Drop by tablespoonfuls 2 inches apart on ungreased sheets and bake 9-11 min. at 350 degrees. Cool 1 min. on sheet and remove to cool.
2 cookies = 110 calories, 4g total fat, 0 sat. fat, 0 trans fat, 5mg cholesterol, 90mg sodium, 16g carb, 1 g fiber, 8g sugar, 2g protein
Now I hesitate to post this picture but here goes . . .

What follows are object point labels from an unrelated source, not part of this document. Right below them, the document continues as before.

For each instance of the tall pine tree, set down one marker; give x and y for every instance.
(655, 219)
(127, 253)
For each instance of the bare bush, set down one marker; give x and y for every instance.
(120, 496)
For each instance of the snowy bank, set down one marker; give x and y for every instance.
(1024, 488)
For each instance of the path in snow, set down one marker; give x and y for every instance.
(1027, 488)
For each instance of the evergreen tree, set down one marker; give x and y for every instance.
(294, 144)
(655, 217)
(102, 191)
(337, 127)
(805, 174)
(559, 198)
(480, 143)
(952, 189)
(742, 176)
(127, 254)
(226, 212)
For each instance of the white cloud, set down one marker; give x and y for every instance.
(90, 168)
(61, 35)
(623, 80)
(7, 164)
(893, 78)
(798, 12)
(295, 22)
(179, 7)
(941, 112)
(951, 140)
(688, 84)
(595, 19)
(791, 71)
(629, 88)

Yuck you say . . . well just hang on. I read on a blog (please let me know if it was YOU!) about keeping all of your vegetable scraps in a freezer bag to make your own vegetable stock. Since even low sodium stock in the store is way more than we can have, this is a great alternative! Just keep adding any vegetables that may be 'on their way out of freshness' as well as scraps like onion and potato peels, vegetable cores, etc. When you get a nice big bag full, throw it all in a large stock pot with about 14 c water and simmer for about 10 hours. I found that the most flavorful additions are lots of tomatoes, onions and carrots so if you don't have a lot of those in your 'bag', throw a few extra in. I also added some stalks of fresh basil and oregano as well as some pepper. I did add the half and half salt but not more than a few teaspoons. Once it was finished and slightly cooled, I put 2 cups each into freezer containers.
When you're forced to change your lifestyle, it does take more time, thought and preparation but I'm taking it as a challenge . . . I can do this! Feel free to share any of YOUR low sodium, low fat recipes with me!!